Esercizi di Martina Daraio
Scrivere incipit e fine del racconto (F.Kafka “La partenza”)
Il suono della guerra
Stavo bevendo un punch nello studio quel giorno, fuori pioveva a dirotto. Le gocce picchiavano violente sui vetri delle finestre producendo un suono sordo e martellante che mi fece pensare alla guerra. Le truppe austriache si stavano avvicinando, presto sarebbero entrate in città ed io provai un’improvvisa paura di morire.
Di colpo pensai a mio padre: nell’ultima futile discussione ero stato troppo severo con lui, non c’era motivo di essere così aggressivo con un povero vecchio morente.
Quel senso di precarietà che solo un inverno di guerra può dare, mi convinse a tornare a trovarlo. Così dissi al servo che sarei uscito di lì a poco e ordinai di preparare il cavallo. Ma il servo non mi comprese. Andai io stesso nella stalla, sellai il cavallo e montai in groppa. Udii sonare una tromba in lontananza e domandai al servo che cosa significasse. Egli non lo sapeva e non aveva udito niente. Presso il portone mi trattenne e chiese: “Dove vai, signore?
Non gli risposi, ero troppo confuso e spaventato. Iniziai a cavalcare e per un attimo il passo ritmico e continuo del cavallo mi rasserenò. Ma fu un attimo, poi sentii la mantella bagnata pesarmi sulle spalle, sentii la pelle farsi umida come la terra.
La strada era breve e tante volte nel corso della mia vita l’avevo percorsa. Mai come quella sera però, le solide querce che la incorniciavano erano scure e inquietanti, producevano un fruscio continuo, penetrante, uno sfrigolio di rami secchi.
Arrivai a casa di mio padre che era già buio. Mentre legavo il cavallo risentii il suono di tromba, sta volta più forte, molto più forte. Poi un tuono. Mi si gelò il sangue, “la guerra è vicina” pensai, “come farò a fuggire in tempo con mio padre malato?” Ebbi una fitta allo stomaco e, prima ancora di capirne il motivo, provai un forte senso di colpa.
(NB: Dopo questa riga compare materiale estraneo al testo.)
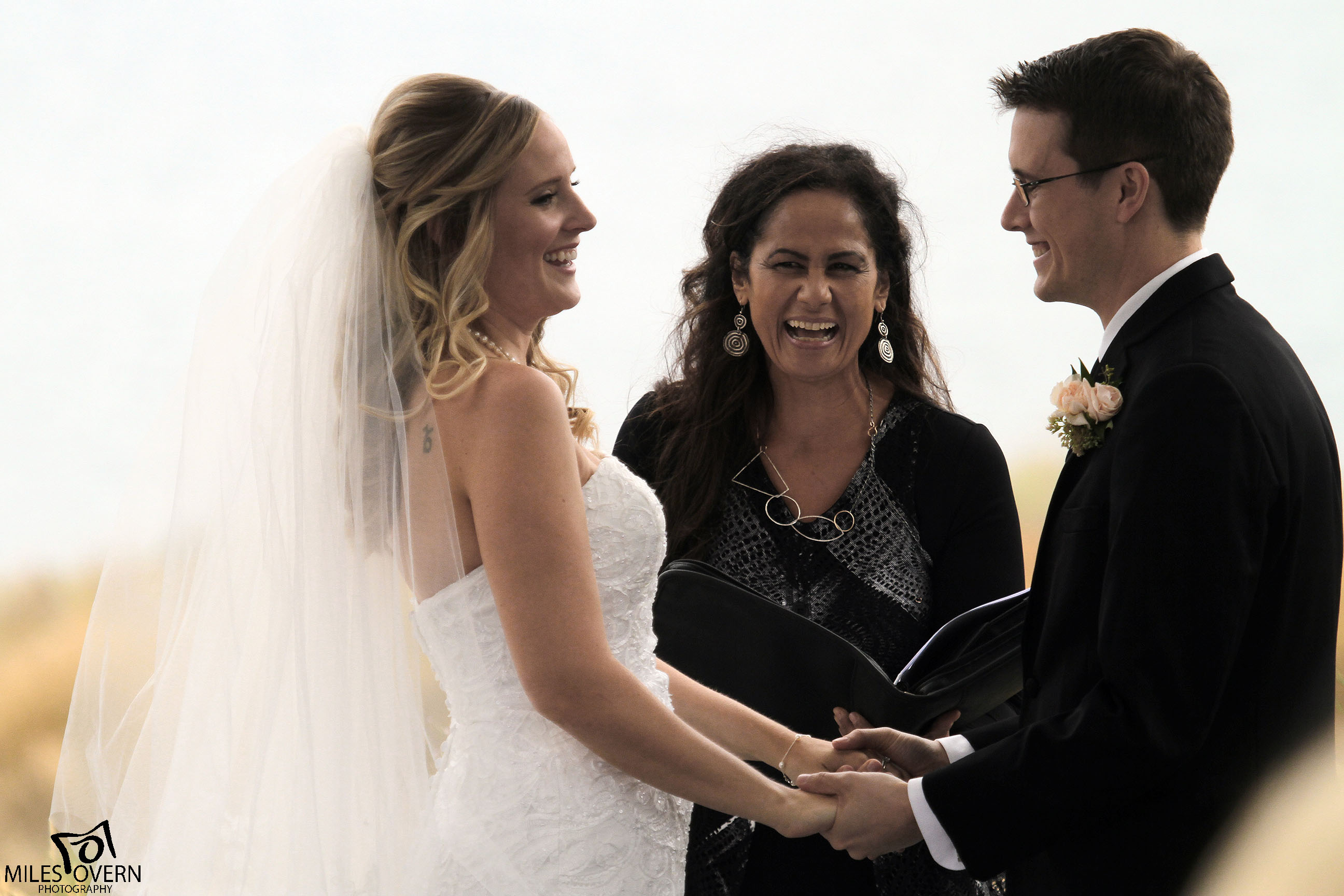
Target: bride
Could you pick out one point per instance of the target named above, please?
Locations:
(373, 446)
Salendo le scale nere e mute provavo ad immaginare cosa avrei potuto dire entrando nella camera da letto. Con lo sguardo cercai la serva, poi la chiamai, ma la casa era deserta: erano già fuggiti tutti.
Nel suo letto mio padre dormiva, respirando il freddo a grandi boccate. Rimasi qualche minuto lì, immobile sulla soglia a fissarlo, poi udii un altro suono di tromba, e scappai in silenzio.